WordPress users should always make sure that their passwords, especially for admin accounts, are long and not guessable from a password list. Of course, that’s good advice for just about any password you use, but it’s especially applicable right now.

While it’s difficult to tell what the aggressor is trying to accomplish with this current round of password cracking, the consequences could be disastrous. It has been suggested that the perpetrator could be trying to upgrade a botnet composed of ordinary PCs into one that is made up of servers.

Last year, a brute force attack against Joomla sites created a server-grade botnet, created with a tool called Brobot, that overwhelmed US financial institutions with DDoS attacks.

One risk is that personal bloggers that set up WordPress installations might not have thought to set up a highly secure password. However, it’s not just the blogger’s posts that are at stake, as the attacker could potentially use the login to gain access to the hosting server, a more valuable prize that could cause even more damage.

This botnet is going around all of the WordPress blogs it can find trying to login with the “admin” username and a bunch of common passwords.
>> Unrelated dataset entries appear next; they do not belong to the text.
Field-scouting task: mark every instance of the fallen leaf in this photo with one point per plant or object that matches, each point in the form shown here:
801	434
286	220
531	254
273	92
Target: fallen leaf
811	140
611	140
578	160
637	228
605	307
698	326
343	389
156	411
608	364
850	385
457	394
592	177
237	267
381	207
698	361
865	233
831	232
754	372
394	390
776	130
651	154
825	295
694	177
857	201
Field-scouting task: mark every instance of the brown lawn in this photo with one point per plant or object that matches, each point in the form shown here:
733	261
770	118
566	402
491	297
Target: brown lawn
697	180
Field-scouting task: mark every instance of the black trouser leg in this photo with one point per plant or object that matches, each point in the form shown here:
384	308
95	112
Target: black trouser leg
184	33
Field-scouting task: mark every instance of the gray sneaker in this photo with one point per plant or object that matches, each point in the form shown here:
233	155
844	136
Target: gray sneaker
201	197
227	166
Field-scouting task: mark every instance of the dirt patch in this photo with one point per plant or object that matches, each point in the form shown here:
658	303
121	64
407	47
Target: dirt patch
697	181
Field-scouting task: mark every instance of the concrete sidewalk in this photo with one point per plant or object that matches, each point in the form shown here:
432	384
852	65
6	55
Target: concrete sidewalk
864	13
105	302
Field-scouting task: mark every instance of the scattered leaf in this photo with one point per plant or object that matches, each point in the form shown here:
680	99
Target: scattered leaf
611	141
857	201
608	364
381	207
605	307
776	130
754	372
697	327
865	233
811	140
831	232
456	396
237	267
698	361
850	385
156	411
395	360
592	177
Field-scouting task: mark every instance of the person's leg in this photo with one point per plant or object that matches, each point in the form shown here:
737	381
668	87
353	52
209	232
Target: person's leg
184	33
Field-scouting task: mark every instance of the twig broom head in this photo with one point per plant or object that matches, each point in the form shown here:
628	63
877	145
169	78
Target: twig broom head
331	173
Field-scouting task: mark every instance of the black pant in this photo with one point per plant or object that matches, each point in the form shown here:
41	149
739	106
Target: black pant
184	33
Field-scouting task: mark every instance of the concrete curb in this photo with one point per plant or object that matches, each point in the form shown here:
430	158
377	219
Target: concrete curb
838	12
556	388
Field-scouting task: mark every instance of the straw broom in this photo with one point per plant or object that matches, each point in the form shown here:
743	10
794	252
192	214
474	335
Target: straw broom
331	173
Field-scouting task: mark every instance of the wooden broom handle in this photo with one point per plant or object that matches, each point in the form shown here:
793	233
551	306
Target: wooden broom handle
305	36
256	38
If you still use “admin” as a username on your blog, change it, use a strong password, and better still change the name of the admin account to something else, which will certain block the botnet attack.

I personally run 7 WordPress blogs, excluding this GERGABlog, and a year or so ago, after a attack crippled 3 of the sites, I removed the default “Admin” account and had set very strong passwords on all of them.

On Friday evening I installed a small plugin, recommended by my hosting company, which blocks an Internet address from making further attempts after a specified limit of retries is reached. I set the plugin to log all Internet Addesses that had been locked out, and after barely 30 minutes, 3 of my 7 blogs had logged more than 5 Internet addresses that has tried to attack my blog and had been locked out. I could see that the attack was underway and was very glad that my paranoia had paid off!